Medaille für Oberschlesien des Freikorps Oberland

Die Medaille wurde 1926 durch Hauptmann a.D. Österreicher gestiftet. Dieser war Kommandeur des 1. Bataillions, der auch Sturmfahne Teja genannten Einheit, die 1921 im Freikorps Oberland in Oberschlesien kämpfte.
Die Erinnerungsmedaille konnte an alle ehemaligen Angehörigen des Freikorps vergeben werden die an den Kämpfen 1921 teilgenommen haben oder sich bei der Versorgung oder Propaganda zu Gunsten des Freikorps verdient gemacht haben.
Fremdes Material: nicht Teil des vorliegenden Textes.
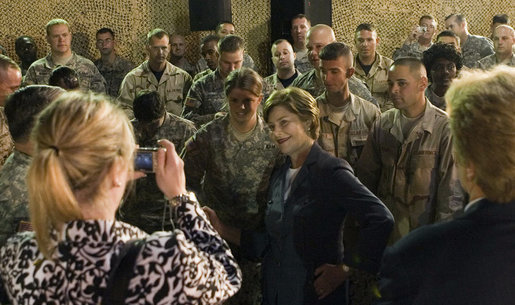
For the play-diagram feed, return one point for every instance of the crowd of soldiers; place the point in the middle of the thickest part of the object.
(386, 117)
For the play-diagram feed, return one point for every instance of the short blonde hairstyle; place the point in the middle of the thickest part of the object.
(482, 119)
(53, 22)
(298, 102)
(77, 138)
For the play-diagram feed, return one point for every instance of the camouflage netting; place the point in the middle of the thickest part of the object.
(132, 19)
(394, 19)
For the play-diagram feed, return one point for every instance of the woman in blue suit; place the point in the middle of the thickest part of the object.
(304, 261)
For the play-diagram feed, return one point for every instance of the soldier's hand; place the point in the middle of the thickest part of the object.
(170, 176)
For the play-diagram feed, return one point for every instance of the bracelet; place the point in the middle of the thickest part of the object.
(181, 199)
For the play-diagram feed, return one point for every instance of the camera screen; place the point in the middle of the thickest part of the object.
(144, 161)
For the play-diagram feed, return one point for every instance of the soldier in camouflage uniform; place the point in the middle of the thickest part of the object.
(318, 37)
(283, 58)
(178, 50)
(407, 160)
(227, 28)
(443, 63)
(209, 52)
(345, 119)
(27, 51)
(300, 25)
(228, 163)
(59, 37)
(419, 40)
(21, 110)
(207, 96)
(504, 40)
(370, 66)
(473, 47)
(10, 80)
(146, 207)
(158, 74)
(112, 67)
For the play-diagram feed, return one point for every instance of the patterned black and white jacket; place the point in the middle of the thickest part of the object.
(192, 265)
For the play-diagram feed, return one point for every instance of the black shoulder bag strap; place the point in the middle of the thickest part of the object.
(122, 271)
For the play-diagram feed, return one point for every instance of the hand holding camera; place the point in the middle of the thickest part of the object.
(416, 33)
(169, 170)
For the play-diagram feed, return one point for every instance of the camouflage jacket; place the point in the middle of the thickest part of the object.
(491, 61)
(302, 62)
(114, 74)
(413, 49)
(205, 98)
(6, 141)
(376, 80)
(145, 207)
(172, 87)
(272, 83)
(415, 177)
(346, 139)
(14, 197)
(228, 175)
(312, 83)
(89, 76)
(201, 64)
(475, 48)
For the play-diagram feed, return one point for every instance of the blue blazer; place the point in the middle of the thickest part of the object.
(469, 260)
(311, 219)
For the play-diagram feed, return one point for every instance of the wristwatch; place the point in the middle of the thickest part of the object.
(182, 198)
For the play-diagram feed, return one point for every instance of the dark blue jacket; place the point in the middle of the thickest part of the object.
(305, 231)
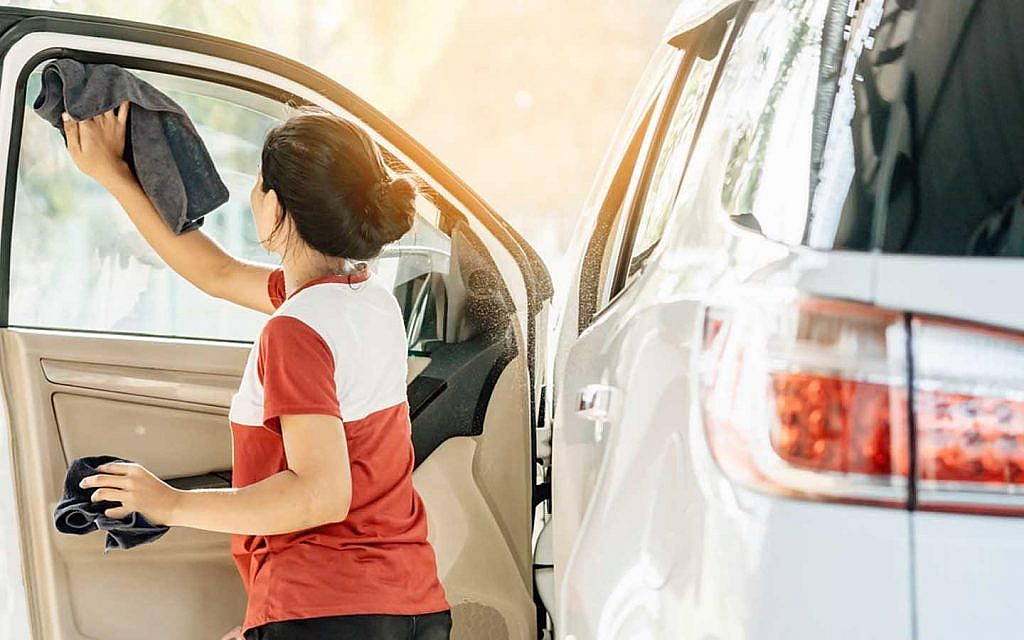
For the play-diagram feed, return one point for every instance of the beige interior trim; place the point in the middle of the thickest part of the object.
(184, 585)
(186, 386)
Auf Antrag und nach Prüfung wurde die Medaille mit Urkunde verliehen. Darauf die Unterschrift des Hauptmanns a.D. Österreicher und das Dienstsiegel des 1. Bataillions des Freikorps Oberland.
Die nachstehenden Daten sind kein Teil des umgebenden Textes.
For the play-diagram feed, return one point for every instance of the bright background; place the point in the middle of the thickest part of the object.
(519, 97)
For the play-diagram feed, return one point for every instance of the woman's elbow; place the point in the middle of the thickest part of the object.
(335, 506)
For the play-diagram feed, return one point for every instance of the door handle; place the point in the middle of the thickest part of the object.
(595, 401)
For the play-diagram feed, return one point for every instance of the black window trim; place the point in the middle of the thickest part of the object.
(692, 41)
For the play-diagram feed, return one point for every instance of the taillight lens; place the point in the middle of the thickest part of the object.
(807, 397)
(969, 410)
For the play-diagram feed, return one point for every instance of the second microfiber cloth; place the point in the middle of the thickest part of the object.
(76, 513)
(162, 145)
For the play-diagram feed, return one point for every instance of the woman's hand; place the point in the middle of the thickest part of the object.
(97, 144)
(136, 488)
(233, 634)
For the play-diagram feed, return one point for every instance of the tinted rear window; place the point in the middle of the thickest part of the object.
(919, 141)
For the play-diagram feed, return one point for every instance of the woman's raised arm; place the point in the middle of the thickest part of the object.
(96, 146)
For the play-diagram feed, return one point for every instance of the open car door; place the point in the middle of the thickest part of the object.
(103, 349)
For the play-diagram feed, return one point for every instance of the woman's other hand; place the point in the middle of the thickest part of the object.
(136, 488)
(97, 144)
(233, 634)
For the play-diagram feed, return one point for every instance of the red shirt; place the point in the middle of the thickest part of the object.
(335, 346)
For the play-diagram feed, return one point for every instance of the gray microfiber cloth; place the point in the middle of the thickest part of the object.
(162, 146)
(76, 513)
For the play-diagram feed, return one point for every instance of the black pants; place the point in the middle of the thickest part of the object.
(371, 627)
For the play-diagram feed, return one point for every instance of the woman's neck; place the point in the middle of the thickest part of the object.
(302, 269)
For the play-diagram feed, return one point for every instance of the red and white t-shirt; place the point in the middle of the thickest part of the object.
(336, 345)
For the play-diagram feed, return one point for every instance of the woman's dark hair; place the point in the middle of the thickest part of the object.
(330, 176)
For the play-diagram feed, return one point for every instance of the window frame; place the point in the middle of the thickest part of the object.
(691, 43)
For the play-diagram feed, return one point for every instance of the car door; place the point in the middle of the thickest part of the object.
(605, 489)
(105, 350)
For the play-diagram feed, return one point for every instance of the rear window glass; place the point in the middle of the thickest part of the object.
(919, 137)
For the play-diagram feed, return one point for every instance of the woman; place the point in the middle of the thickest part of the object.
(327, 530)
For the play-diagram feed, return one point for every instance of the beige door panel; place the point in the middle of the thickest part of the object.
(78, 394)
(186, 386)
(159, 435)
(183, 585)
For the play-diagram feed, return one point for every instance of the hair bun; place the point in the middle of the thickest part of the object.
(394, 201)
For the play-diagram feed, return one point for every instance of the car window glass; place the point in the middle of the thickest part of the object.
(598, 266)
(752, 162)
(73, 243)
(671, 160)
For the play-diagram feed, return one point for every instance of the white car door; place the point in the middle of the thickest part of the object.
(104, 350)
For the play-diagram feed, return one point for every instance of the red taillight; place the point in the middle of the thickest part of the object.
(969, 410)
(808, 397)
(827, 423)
Das Freikorps Oberland wurde 1919 durch Rudolf von Sobottendorf gegründet, der Vorsitzender der rechtsextremen Thule Gesellschaft war. Das Freikorps sollte die Münchener Räterepublik niederschlagen. 1920 wurde das Freikorps während des Ruhraufstandes eingesetzt. Danach folgten Einsätze in Oberschlesien wie bei der Eroberung von St. Annaberg. Das Freikorps wurde durch seine Brutalität und auch durch andere Morde bekannt die nicht im Zusammenhang mit den Kämpfen standen. Das Freikorps war Teil der schwarzen Reichswehr und wurde später zum Bund Oberland der 1921 den Kern der SA in Bayern bildete. Der ehemalige Stabschef des Freikorps Josef Römer hingegen trat dem kommunistischen Scheringerkreis bei und arbeitete bis zu seiner Hinrichtung 1944 aktiv gegen Hitler.